Abel and McClain’s work complement each other in studying how the heart uses glucose. While Abel will be working on how glucose is delivered to the cells, McClain will study how the cells react to it.

Recruited by McClain, Abel was working on diabetes at Harvard when the two met at medical conferences. Eager to advance diabetes research at the U, McClain has been recruiting young promising scientists like Abel to the U. After a few visits, the 39 year-old Abel thought the U would be a “good opportunity to increase my own research output.” He joined the U faculty in 2000 and has won two national awards recently distinguishing him as an outstanding young scientist.

The two are flanked by experts of their fields. Dr. Sheldon Litwin has studied the role of calcium in heart muscle cells and performs echocardiograms (ultrasound images) on mice routinely. The Eccles Institute of Human Genetics’ Drs. Jean-Marc LaLouel and Robert Weiss are experts in mouse genetics. And Dr. Guy Zimmerman studies how inflammation affects blood vessels.

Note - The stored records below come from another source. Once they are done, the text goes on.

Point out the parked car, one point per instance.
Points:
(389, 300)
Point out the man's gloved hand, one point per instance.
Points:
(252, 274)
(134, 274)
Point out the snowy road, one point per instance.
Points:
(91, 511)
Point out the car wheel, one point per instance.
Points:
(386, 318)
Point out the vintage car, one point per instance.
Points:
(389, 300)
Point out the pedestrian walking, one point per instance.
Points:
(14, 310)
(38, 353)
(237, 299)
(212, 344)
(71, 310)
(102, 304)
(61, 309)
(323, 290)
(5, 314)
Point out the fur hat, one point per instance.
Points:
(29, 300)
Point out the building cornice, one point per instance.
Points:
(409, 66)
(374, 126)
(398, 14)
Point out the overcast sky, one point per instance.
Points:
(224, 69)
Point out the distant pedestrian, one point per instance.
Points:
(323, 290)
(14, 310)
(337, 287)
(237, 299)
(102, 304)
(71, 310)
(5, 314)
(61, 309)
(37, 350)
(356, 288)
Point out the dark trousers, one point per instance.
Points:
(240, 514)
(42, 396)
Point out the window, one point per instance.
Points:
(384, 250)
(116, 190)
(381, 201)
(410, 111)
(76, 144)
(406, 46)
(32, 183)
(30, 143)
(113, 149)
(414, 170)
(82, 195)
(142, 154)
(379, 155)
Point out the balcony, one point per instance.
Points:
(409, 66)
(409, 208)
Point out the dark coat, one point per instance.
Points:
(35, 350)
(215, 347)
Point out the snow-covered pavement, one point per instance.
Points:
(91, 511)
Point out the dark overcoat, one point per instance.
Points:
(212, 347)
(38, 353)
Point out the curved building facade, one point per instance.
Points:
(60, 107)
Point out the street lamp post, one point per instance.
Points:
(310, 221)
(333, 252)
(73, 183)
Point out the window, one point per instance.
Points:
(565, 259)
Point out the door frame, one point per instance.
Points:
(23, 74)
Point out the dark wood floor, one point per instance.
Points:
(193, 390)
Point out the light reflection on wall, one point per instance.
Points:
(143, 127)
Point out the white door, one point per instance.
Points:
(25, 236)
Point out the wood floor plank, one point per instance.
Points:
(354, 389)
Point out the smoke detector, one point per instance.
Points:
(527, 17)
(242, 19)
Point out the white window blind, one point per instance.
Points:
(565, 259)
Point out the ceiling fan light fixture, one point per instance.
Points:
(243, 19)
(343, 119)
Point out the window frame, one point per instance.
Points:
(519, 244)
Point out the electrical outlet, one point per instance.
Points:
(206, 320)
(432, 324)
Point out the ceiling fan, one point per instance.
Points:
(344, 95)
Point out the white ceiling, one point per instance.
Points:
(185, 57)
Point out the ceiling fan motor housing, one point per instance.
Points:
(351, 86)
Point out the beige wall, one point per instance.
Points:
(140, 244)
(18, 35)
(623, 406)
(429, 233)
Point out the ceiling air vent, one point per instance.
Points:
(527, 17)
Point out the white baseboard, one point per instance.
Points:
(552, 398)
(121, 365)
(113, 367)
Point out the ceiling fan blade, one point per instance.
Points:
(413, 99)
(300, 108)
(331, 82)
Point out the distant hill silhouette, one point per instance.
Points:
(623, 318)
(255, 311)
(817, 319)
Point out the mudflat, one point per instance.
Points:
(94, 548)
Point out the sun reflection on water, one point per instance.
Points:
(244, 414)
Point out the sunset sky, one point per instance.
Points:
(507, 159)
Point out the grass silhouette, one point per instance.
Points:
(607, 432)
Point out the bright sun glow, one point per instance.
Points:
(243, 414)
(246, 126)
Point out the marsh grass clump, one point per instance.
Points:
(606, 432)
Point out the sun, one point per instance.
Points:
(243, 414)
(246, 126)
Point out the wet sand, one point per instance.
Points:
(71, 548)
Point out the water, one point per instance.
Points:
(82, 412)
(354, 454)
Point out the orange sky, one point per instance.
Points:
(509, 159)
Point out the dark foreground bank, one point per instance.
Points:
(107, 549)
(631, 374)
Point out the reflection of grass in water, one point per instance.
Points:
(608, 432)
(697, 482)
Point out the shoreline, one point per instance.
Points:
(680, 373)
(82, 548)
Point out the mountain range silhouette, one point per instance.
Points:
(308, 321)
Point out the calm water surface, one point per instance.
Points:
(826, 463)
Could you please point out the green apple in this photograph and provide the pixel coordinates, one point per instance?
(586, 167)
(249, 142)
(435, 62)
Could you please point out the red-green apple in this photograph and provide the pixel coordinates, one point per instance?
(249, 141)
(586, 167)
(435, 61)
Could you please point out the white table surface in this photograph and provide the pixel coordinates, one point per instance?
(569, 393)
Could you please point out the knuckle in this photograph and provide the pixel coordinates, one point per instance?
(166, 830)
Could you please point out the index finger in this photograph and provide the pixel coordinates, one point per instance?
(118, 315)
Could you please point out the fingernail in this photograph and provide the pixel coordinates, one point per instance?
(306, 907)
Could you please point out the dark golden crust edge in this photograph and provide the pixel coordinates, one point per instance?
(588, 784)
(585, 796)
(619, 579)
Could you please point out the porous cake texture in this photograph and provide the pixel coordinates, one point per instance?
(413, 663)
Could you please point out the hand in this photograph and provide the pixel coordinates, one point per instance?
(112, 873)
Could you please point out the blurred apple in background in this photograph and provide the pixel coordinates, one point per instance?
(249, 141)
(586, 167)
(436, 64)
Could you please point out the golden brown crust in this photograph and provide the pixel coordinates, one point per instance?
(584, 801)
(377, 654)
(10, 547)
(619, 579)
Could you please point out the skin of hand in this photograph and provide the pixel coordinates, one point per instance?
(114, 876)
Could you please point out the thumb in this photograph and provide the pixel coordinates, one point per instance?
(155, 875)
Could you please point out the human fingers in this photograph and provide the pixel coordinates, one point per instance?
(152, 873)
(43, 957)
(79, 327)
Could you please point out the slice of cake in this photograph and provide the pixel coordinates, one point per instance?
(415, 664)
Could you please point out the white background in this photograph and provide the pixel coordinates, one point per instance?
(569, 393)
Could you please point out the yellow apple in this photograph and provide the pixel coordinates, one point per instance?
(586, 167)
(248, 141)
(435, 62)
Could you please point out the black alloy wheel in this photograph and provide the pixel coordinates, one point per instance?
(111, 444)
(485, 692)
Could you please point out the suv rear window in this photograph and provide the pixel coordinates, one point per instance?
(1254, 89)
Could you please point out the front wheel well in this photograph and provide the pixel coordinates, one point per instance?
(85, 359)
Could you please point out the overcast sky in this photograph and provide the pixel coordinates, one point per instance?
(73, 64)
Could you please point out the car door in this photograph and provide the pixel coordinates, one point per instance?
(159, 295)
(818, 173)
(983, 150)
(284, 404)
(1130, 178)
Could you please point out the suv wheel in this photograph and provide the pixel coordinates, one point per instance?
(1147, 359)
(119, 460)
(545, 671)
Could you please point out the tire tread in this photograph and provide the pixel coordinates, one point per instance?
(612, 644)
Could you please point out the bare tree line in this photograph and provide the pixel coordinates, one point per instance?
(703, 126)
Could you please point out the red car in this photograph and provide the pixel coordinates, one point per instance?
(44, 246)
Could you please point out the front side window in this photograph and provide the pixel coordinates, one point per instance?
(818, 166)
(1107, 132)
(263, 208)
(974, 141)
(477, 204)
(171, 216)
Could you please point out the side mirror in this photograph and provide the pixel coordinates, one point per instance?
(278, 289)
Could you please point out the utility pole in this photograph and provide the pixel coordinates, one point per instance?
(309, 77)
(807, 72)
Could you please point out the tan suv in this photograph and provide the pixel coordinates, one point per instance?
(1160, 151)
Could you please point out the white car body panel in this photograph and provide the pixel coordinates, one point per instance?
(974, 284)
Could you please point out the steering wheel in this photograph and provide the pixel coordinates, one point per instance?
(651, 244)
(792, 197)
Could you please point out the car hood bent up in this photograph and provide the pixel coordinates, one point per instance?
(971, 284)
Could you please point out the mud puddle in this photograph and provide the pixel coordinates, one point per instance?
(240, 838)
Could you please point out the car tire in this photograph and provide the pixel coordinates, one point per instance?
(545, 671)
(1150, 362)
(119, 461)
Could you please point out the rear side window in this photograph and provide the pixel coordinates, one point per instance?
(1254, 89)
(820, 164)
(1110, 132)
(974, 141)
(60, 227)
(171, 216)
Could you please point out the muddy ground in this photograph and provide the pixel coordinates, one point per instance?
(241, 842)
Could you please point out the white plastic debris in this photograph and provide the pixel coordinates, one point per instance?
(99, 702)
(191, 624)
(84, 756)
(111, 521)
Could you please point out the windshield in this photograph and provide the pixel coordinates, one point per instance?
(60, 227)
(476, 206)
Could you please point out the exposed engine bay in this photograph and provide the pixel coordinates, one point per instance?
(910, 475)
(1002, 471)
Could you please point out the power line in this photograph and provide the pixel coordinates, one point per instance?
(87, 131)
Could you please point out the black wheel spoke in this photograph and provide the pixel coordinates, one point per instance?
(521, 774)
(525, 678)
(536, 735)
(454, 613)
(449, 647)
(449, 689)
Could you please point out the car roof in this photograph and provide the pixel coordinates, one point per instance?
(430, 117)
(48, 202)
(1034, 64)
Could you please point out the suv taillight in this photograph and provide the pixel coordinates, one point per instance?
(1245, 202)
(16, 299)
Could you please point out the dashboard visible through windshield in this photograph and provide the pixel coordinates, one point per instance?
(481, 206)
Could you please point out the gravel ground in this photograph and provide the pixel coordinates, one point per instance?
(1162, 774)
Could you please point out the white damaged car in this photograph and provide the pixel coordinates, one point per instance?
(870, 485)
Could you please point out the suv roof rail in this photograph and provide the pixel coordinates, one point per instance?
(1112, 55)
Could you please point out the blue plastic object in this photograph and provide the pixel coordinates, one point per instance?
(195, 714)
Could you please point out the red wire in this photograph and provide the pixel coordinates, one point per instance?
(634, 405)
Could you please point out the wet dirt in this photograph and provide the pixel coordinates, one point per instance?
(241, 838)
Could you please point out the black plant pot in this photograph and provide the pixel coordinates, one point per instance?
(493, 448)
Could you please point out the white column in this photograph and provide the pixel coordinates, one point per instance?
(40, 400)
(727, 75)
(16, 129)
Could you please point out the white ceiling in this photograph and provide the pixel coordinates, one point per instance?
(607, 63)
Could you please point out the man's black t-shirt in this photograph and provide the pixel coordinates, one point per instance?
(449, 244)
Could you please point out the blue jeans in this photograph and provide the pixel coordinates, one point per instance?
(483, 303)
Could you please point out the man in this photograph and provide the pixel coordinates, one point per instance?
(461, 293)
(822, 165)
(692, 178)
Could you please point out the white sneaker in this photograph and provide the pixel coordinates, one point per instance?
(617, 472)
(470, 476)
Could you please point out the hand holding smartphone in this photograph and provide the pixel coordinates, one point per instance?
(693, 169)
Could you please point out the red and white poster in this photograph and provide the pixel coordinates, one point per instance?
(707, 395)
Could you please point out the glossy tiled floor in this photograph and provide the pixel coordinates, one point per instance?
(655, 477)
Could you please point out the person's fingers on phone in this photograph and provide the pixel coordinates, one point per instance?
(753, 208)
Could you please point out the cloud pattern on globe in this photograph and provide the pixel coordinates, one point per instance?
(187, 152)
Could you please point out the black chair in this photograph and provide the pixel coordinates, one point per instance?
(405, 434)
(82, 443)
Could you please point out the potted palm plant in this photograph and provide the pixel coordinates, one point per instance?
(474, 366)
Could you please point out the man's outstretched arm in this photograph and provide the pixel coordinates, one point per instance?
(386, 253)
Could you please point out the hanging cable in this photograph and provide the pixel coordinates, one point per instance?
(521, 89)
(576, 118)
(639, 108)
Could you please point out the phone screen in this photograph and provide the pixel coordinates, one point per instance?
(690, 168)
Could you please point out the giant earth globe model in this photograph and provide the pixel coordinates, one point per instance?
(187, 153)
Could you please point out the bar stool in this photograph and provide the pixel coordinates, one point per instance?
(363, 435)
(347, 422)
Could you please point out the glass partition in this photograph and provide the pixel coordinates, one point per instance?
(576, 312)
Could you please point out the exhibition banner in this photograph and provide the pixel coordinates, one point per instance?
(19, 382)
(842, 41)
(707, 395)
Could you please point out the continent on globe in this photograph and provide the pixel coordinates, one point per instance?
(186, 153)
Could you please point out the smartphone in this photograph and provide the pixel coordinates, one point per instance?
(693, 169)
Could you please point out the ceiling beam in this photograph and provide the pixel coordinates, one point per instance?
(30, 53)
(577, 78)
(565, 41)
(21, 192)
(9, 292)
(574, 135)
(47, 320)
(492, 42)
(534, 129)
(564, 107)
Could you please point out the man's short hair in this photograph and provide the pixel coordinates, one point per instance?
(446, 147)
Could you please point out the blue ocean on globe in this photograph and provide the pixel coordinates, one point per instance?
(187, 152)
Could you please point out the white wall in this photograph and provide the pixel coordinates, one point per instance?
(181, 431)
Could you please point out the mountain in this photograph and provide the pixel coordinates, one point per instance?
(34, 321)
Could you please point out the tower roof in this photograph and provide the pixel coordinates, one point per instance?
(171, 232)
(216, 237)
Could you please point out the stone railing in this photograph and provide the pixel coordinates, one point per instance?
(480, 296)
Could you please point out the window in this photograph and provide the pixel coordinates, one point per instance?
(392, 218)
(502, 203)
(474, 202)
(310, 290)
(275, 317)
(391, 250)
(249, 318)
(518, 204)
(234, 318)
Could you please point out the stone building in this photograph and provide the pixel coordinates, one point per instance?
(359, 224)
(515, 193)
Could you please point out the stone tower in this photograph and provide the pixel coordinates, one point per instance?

The project makes the U part of a consortium studying the effects of diabetes on a number of organs. While the U concentrates on heart diseases, laboratories at other campuses will study how diabetic complications affect the kidney, blood vessels and the nervous system. The consortium includes the Albert Einstein College of Medicine, University of California at Los Angeles, University of Michigan, University of North Carolina and Rockefeller University.